Des symboles parfois mystérieux

Pendant plusieurs années, la ville de Tonnay-Charente a procédé à un relevé des graffitis de l’Église paroissiale Saint-Étienne qui datent pour la plupart de la deuxième moitié du XVIe siècle. Si les informations figurant sur beaucoup d’entre eux permettent de restituer une signification (dates, noms, activités), leur absence sur d’autres, par exemple quand des symboles sont représentés, rend impossible leur déchiffrage. Même si les graffitis du pont suspendu sont plus récents, on est confronté à une difficulté du même ordre. L’utilisation de symboles est une source d’interrogations pouvant rester sans réponse auxquelles s’ajoutent deux autres difficultés : la datation et l’interprétation des messages qui paraissent s’adresser à un interlocuteur.
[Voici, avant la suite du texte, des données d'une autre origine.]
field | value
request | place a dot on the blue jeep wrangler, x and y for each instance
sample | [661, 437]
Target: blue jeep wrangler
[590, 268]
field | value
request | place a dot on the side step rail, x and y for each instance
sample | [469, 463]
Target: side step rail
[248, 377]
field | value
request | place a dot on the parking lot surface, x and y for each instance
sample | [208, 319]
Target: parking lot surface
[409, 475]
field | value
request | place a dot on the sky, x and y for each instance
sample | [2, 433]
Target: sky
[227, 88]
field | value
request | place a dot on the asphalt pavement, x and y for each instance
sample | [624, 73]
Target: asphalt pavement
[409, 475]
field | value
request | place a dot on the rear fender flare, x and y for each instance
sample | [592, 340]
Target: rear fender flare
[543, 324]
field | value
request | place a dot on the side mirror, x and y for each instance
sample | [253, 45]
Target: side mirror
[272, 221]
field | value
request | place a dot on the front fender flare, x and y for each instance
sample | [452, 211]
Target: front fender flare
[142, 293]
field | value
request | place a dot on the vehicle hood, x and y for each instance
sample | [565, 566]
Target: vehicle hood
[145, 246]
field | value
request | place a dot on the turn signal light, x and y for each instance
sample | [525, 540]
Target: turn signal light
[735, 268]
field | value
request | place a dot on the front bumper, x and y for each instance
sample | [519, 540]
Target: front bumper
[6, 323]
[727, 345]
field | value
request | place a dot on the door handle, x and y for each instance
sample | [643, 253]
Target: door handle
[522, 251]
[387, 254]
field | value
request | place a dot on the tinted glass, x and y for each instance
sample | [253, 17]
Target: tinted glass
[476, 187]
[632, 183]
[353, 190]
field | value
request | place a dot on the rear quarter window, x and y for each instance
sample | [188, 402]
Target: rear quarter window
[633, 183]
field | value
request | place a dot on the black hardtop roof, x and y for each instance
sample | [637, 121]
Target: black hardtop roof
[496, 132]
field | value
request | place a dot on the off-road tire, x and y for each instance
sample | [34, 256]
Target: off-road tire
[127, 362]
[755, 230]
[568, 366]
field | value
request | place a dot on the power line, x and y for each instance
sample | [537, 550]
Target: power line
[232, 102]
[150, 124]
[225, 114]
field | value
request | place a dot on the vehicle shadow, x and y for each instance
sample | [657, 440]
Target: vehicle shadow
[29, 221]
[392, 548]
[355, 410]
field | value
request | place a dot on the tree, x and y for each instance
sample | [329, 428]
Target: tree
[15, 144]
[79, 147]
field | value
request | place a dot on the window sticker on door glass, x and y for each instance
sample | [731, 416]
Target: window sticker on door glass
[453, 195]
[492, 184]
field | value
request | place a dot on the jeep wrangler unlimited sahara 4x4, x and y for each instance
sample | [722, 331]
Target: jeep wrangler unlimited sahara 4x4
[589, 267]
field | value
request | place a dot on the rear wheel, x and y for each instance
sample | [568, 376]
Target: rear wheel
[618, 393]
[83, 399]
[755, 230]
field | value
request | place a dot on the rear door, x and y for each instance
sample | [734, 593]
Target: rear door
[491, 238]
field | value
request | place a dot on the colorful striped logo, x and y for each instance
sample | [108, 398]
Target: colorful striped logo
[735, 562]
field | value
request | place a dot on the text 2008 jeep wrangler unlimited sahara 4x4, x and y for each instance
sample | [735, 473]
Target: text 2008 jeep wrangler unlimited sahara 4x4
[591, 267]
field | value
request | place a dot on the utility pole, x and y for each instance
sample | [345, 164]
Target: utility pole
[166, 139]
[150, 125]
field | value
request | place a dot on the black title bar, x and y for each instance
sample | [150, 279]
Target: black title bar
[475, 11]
En ce qui concerne la datation, une partie seulement des graffitis étant datée, il est hasardeux d’en établir une chronologie précise. D’ailleurs, il peut arriver que, même quand une date est mentionnée, une incertitude demeure quant à sa signification. Ainsi en est-il de ce graffiti daté 1825 (le chiffre 5 n’est pas tout à fait certain mais le nom indiqué est lisible : D ROY). Or, à cette date, la construction du pont n’avait pas encore commencé. Doit-on y lire une année de naissance ?

Une sociabilité amicale

Concernant les messages, quand ceux-ci sont anciens, ils s’inscrivent dans des formes de sociabilité amicale qui nous échappent aujourd’hui : « Marcel Ligneron dit couche-tout-nu dit le vin blanc St Anne 1893 ». Probablement, l’homme dont il est question était-il un bon vivant. Au-delà de cette interprétation, si l’on ne sait rien des relations suggérées par cette phrase, on perçoit la complicité qui reliait des personnes entre elles.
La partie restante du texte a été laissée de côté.